THOSE SHOCKING SHAKING DAYS (AT/BA, 2016, Selma Doborac)
This April marks the 15th anniversary of the escalation of the Bosnian War, pictures of which might still roam in some of yours heads. Now, the relation between cinema and war has always been a problematic and critical one and one raising seemingly endless questions. But only rarely were these questions really tackled in and through cinema itself. Austrian filmmaker Selma Doborac does just that in her most recent film THOSE SHOCKING SHAKING DAYS, which takes the Bosnian War as a starting point for her cinematic reflections, resulting in an essayistic film that is certainly not easy to watch and one that invokes to discuss. Therefore, we’re very happy to have the director Selma Doborac coming to the screening on 09 April, 7pm at Schaubühne Lindenfels for a Q&A and for talking with us about her film.
Read more about THOSE SHOCKING SHAKING DAYS below and over at sixpackfilm.com.
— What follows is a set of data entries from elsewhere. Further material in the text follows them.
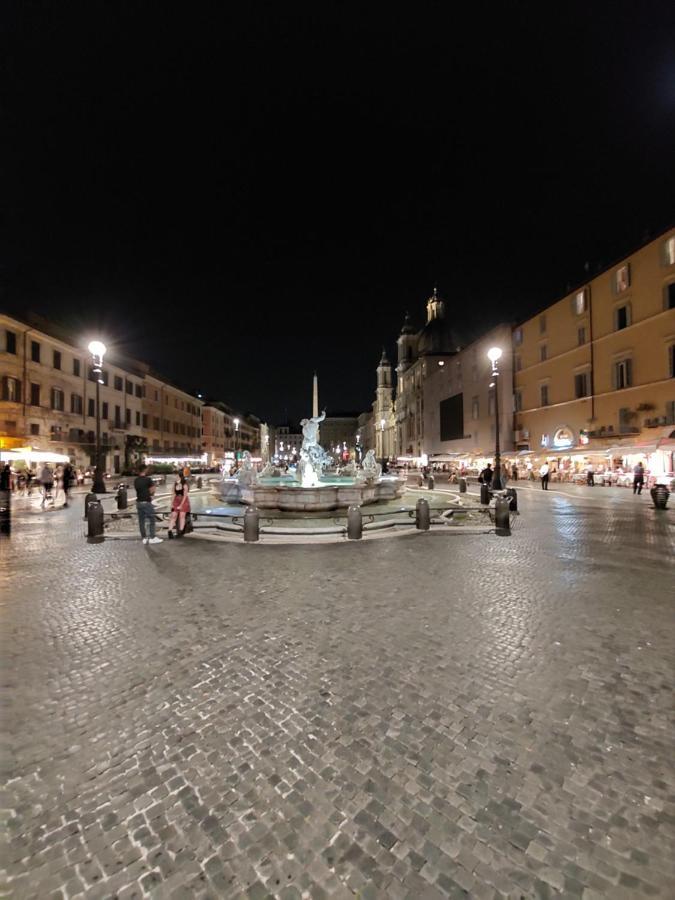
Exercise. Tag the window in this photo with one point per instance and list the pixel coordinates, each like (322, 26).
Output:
(669, 296)
(623, 374)
(57, 399)
(580, 301)
(669, 251)
(11, 389)
(622, 279)
(621, 317)
(581, 385)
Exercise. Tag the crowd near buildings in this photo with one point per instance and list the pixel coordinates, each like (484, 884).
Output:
(586, 382)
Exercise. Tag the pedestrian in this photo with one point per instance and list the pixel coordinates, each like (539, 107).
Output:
(68, 478)
(485, 476)
(47, 482)
(638, 478)
(145, 488)
(180, 506)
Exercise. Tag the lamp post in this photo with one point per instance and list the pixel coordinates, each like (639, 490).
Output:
(97, 350)
(494, 354)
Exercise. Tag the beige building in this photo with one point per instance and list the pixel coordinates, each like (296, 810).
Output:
(594, 372)
(459, 400)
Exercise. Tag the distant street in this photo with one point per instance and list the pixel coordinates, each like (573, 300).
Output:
(421, 717)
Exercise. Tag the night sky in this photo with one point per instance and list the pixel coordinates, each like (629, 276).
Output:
(242, 193)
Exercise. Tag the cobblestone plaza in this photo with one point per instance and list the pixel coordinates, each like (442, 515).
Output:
(426, 716)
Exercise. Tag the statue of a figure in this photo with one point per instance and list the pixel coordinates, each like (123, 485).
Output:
(310, 429)
(371, 467)
(247, 474)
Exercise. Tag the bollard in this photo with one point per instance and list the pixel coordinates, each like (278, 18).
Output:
(422, 516)
(502, 519)
(95, 522)
(512, 494)
(251, 524)
(5, 513)
(89, 498)
(354, 523)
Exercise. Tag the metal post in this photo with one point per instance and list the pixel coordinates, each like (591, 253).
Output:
(95, 522)
(422, 516)
(502, 520)
(354, 523)
(251, 524)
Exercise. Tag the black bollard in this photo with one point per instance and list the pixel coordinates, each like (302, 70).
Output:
(422, 516)
(89, 498)
(5, 513)
(95, 522)
(502, 520)
(512, 495)
(354, 523)
(251, 524)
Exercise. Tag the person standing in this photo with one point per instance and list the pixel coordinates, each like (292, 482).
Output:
(180, 505)
(145, 488)
(638, 478)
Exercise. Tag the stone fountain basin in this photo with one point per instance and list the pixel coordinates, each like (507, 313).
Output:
(290, 496)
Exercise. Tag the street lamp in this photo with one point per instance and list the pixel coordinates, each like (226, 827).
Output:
(494, 355)
(97, 350)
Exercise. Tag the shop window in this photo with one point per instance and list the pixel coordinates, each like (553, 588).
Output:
(581, 385)
(623, 374)
(622, 317)
(622, 279)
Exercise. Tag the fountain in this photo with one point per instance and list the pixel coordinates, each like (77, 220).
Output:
(310, 488)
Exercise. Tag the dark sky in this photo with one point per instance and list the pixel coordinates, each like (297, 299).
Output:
(241, 193)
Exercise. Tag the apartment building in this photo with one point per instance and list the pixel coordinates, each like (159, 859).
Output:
(595, 370)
Director Selma Doborac will be present.
THOSE SHOCKING SHAKING DAYS
AT/BA 2016, Doc, D: Selma Doborac, German OV, 88’, DCP
Thematized and considered are the act of failing, ineffabilty, also, and not least, the feeling of being overchallenged. As a filmmaker and as an addressed audience. However, Selma Doborac never reconciles herself in her essay film THOSE SHOCKING SHAKING DAYS. Long and static pictures of abandoned houses rest in square format without leaving anything too much at peace here. Language overgrows the picture like branches, bushes and grasses that once inhabited buildings. Textual inserts fray out, undermine the visual information presented and encode themselves into their structure like the plants into the houses’ facades. In doing so, however, these sprawling sentential formal landscapes of challenging questions do not overlay but lay open: a method, a complexity, a discomfort, a necessity. This cinematic approach to the Bosnian war and to war in general is among other things about “trying to sing the praise of a mutilated world”, like Doborac describes it once referring to a poem of Adam Zagajewski. It is an approach conscious of the confines of both visualization and verbalization, that still does not beat about the bush, being weary of merely stating things, of pure observer status, and which instead brings up many painful topics. A self-reflexive, sharp-witted philosophizing, “a film with bruises” (Jean-Pierre Rehm). Committed to individual fate. Dedicated to the universal.